Life Without Buildings: Foster's got Boullee on the mind

20 February 2005

Foster's got Boullee on the mind

Nursultan Nazarbayev is the President of Kazakhstan. He has more money than he knows what to do with and no political opposition, so naturally, he decides to build a new capital - Asanta. The centerpiece for Asanta will be a monumental center of religious understanding, a pyramid designed by Norman Foster where representatives from all major world religions will meet every three years to foster (no pun intended) religious understanding.

With this rendering, Foster must be consciously evoking Etienne Boullee, and I think the comparison is indeed apt. Like Boullee's design, Foster's pyramid is formally and ideologically epic. It includes an opera house "to rival Glyndebourne or Covent Garden," a national museum of culture, a new center for Kazakhstan's ethnic and geographical groups - and in order to secure its status as a new wonder of the world - hanging gardens. Oh yeah, and it's fast-tracked to be done before the end of 2006.

But the big question is "what will Borat think?"

via Gabion
Foster and Partners

3 Comments:

John said...

While it formally evokes Boullee, I would say ideologically it's related to R. Buckminster Fuller, who Foster worked with years ago.

Specifically it reminds me of a crater-like development in East St. Louis (never built) that would be a self-sustained town, and of course his geodesic dome projects that used pure form as a geometric and economic container for various program elements.

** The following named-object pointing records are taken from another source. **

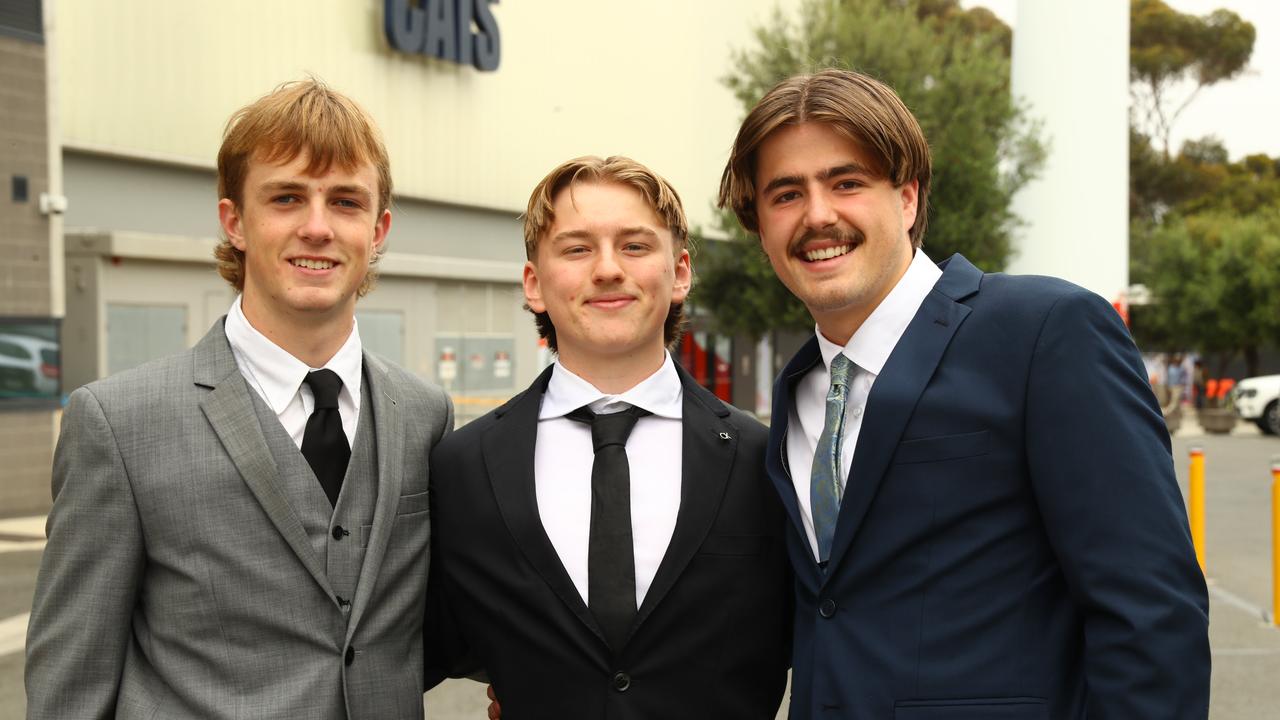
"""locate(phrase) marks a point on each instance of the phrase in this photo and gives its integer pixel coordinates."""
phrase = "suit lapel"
(709, 446)
(776, 460)
(896, 391)
(388, 429)
(229, 411)
(508, 456)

Visionary stuff that perhaps requires an oligarchy for implementation.

12:19 PM  
jimmy said...

you're right. "ideologically" was a poor choice of words on my part. I suppose I was thinking more about the ambitious pursuits behind both architects motivations and the scale of the ideas that their buildings were designed to accomodate.

12:28 PM  
Rouslan said...

An interesting post, but with two inaccuracies. First, the capital's name is Astana, not Asanta. Second, it's not being "built" in the sense that they are constructing a brand new city from scratch. Astana has existed for some time under the names Akmola and, in Soviet times, Tselinograd (it got its current name after the capital was moved there from Almaty; "Astana," in fact, means "the capital" in Kazakh).

Oh, and Borat is about as Kazakh as Ali G is black.